Paper No. 9
Presentation Time: 3:15 PM

BUILDING A ROSETTA STONE FOR CYCLOSTRATIGRAPHIC ANALYSIS


PETERSON, John A., Department of Geology, University of California, Davis, One Shields Avenue, Davis, CA 95616, MONTAÑEZ, Isabel P., Department of Earth and Planetary Sciences, University of California, Davis, One Shields Avenue, Davis, CA 95616 and EROS, J. Michael, Exxon-Mobil Development Company, CORP-GP6-615, 12450 Greenspoint Dr, Houston, TX 77060, japeterson@ucdavis.edu

Cyclostratigraphic analysis continues to be used to in order to better constrain intervals of geologic time and to measure the rates of processes. In order to build long-term, robust timing control to sedimentary records that demonstrate potential orbital forcing it is critical to analyze in the time domain. Continuous sedimentation is rare in any location and constant sedimentation is very unlikely. Solutions generated using different stratigraphic columns under the same forcing conditions should give the same solution, but assuming constant and continuous sedimentation does not generate comparable results. Results using a Monte Carlo approach that allows sedimentation parameters to have some reasonable randomness generate spectral solutions that show the same forcing signal even when the stratigraphy is different.

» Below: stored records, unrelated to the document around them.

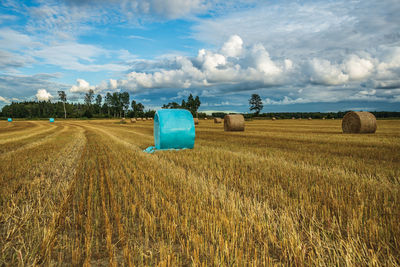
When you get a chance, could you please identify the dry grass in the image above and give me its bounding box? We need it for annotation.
[0,120,400,266]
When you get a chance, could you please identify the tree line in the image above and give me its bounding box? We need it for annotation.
[0,90,205,119]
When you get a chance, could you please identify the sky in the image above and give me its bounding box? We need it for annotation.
[0,0,400,112]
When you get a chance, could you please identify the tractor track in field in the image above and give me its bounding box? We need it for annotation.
[0,122,57,145]
[0,125,70,158]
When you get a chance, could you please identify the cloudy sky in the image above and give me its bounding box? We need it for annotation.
[0,0,400,112]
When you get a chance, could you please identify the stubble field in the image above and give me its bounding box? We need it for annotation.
[0,120,400,266]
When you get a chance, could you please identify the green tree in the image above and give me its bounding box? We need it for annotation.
[95,94,103,115]
[85,89,94,106]
[249,94,264,116]
[120,92,129,117]
[58,91,67,119]
[104,93,112,117]
[131,100,144,118]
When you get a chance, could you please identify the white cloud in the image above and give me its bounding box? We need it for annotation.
[221,35,243,57]
[36,89,53,101]
[309,58,349,85]
[343,55,374,80]
[69,79,96,93]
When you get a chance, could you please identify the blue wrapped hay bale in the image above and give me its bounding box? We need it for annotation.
[145,109,196,153]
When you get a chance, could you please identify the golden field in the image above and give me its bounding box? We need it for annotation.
[0,120,400,266]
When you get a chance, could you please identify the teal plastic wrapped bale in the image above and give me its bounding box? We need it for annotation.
[145,109,196,153]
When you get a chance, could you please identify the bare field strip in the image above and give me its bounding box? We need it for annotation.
[0,120,400,266]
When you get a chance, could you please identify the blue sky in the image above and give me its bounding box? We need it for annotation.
[0,0,400,112]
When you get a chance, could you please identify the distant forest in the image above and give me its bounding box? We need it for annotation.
[0,98,400,119]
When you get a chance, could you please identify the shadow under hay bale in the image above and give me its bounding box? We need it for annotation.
[224,114,244,132]
[342,111,377,133]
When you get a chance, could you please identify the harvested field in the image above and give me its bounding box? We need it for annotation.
[0,120,400,266]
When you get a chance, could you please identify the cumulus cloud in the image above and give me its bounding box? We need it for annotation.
[221,35,243,57]
[309,58,349,85]
[110,35,293,91]
[36,89,53,101]
[69,79,96,93]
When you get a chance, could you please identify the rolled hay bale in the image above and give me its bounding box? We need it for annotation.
[224,114,244,132]
[154,109,196,150]
[342,111,377,133]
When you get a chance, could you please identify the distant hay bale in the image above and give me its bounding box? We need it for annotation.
[224,114,244,132]
[342,111,377,133]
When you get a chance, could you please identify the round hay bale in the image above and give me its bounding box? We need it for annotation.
[224,114,244,132]
[342,111,377,133]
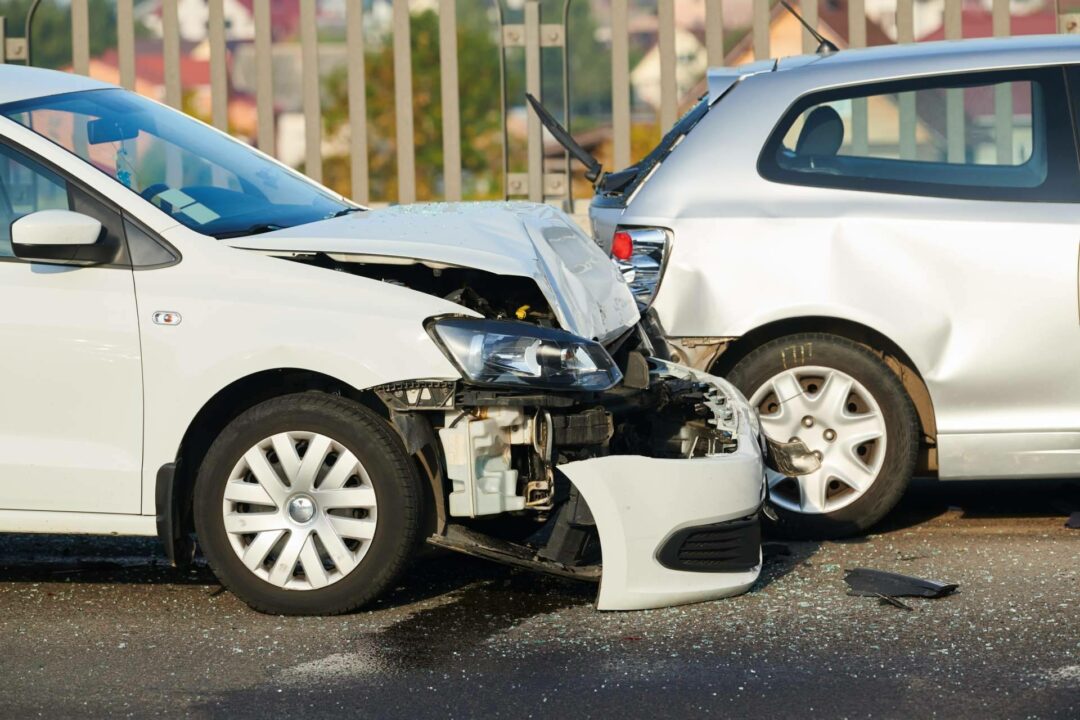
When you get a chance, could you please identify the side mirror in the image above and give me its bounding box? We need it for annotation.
[11,210,112,264]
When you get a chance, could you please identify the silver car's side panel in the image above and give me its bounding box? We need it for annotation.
[939,432,1080,480]
[608,38,1080,477]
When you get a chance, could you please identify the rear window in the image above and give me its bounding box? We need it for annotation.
[759,69,1077,202]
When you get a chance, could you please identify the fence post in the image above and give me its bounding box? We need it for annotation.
[255,0,278,155]
[300,2,323,182]
[896,0,918,160]
[71,0,90,74]
[704,0,724,68]
[438,0,461,201]
[525,0,543,202]
[848,0,870,155]
[611,0,630,167]
[117,0,135,90]
[945,0,966,163]
[991,0,1013,165]
[751,0,772,60]
[346,0,369,204]
[393,0,416,203]
[799,0,816,54]
[657,0,678,135]
[207,0,229,132]
[161,0,184,110]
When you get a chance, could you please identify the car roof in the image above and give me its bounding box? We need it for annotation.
[777,35,1080,83]
[0,65,116,105]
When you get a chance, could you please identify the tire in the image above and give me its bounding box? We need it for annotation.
[728,334,919,540]
[193,392,422,615]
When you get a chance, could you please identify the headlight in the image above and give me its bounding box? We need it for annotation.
[428,317,622,391]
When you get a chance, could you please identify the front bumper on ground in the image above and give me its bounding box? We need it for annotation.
[559,366,766,610]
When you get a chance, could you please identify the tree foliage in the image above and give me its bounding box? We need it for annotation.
[323,3,502,201]
[0,0,117,69]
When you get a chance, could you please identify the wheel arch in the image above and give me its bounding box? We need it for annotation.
[710,315,937,472]
[156,368,443,566]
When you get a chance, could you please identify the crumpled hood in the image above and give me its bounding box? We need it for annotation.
[225,202,639,342]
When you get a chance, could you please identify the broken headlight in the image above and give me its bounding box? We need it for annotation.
[428,317,622,391]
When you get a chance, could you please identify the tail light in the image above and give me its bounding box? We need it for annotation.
[611,228,671,305]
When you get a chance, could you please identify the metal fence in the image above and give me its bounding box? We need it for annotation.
[0,0,1080,203]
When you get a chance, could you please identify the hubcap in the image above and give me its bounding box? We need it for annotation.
[222,432,377,590]
[288,495,315,525]
[751,366,887,514]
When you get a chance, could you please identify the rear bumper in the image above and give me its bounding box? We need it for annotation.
[559,373,766,610]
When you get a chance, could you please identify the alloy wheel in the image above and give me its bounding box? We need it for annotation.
[751,366,887,514]
[221,432,378,590]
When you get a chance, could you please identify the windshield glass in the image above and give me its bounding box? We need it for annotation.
[0,89,357,237]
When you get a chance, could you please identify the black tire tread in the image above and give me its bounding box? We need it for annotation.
[195,391,421,616]
[728,332,920,540]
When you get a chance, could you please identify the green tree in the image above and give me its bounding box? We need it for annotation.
[323,2,502,201]
[0,0,117,69]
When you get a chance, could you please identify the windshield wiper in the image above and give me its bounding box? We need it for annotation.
[525,93,604,188]
[213,222,284,240]
[330,207,364,218]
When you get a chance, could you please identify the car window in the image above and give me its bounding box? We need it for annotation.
[759,70,1077,202]
[0,90,354,237]
[0,144,68,258]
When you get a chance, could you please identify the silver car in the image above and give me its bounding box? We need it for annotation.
[591,36,1080,536]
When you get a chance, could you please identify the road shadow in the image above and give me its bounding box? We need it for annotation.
[0,534,217,585]
[873,478,1080,533]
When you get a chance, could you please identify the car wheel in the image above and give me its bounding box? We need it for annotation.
[194,392,420,615]
[728,334,919,539]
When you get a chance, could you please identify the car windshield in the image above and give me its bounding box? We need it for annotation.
[0,89,359,239]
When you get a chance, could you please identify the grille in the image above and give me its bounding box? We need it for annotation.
[657,515,761,572]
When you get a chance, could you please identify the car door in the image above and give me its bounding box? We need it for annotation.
[747,67,1080,478]
[0,142,143,511]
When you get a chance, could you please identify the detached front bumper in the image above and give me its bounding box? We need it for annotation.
[559,364,766,610]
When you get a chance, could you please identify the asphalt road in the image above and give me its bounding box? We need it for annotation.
[0,483,1080,719]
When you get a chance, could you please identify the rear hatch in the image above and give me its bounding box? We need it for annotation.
[589,59,777,253]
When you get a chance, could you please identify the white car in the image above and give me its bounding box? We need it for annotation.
[592,36,1080,536]
[0,65,765,613]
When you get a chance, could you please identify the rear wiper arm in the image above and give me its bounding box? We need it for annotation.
[214,222,282,240]
[525,93,604,188]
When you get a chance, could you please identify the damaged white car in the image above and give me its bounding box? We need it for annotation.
[0,66,797,613]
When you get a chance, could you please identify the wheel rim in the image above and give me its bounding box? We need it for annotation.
[222,432,377,590]
[751,366,887,515]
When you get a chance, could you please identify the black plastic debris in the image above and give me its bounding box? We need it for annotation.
[878,593,915,610]
[843,568,959,598]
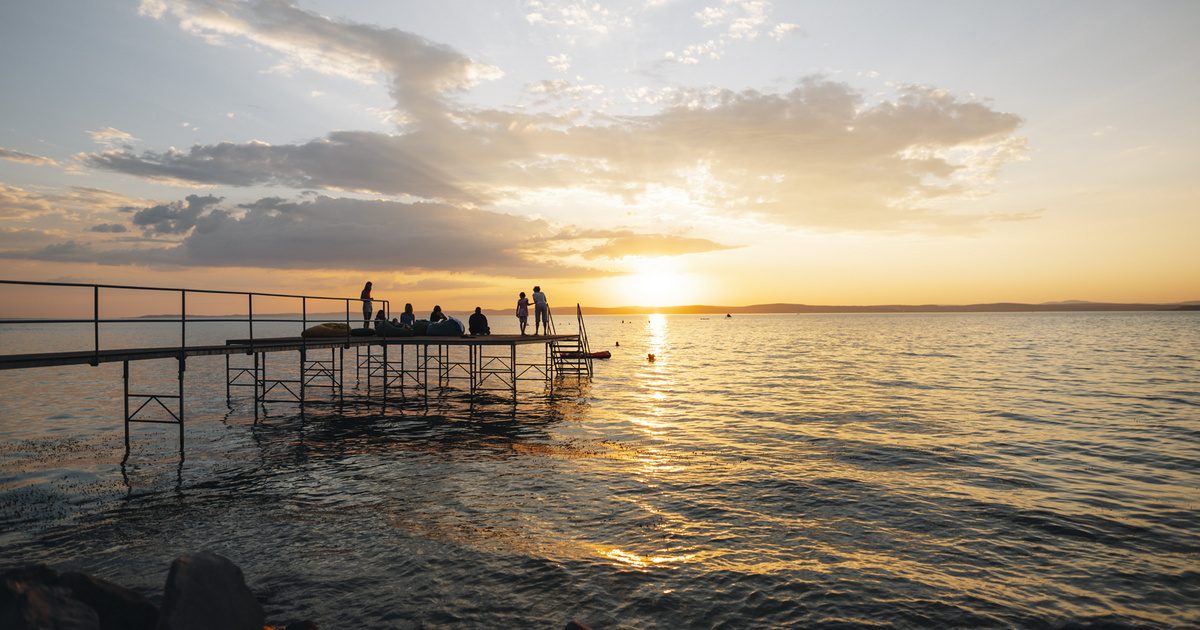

To build a long-term cyclostratigraphic record, it is necessary to combine different stratigraphic columns and this method can require using multiple types of data or proxies. Longer duration records are also more likely to have hiatuses in them. In records where the stratigraphic location of hiatuses are known, finding the duration of those hiatuses is difficult. A new method is presented that uses an inverse model to solve for hiatus durations that maximizes the power of peaks in spectral analysis of the signal. This inverse method, combined with the Monte Carlo approach, generates hiatus durations in long-duration records that can provide some information on a signal which has subsequently been erased from the geologic record.

These methods are demonstrated using synthetic datasets, stratigraphic datasets from the Carboniferous record in the Donets basin, Ukraine, and remote sensing from Mars.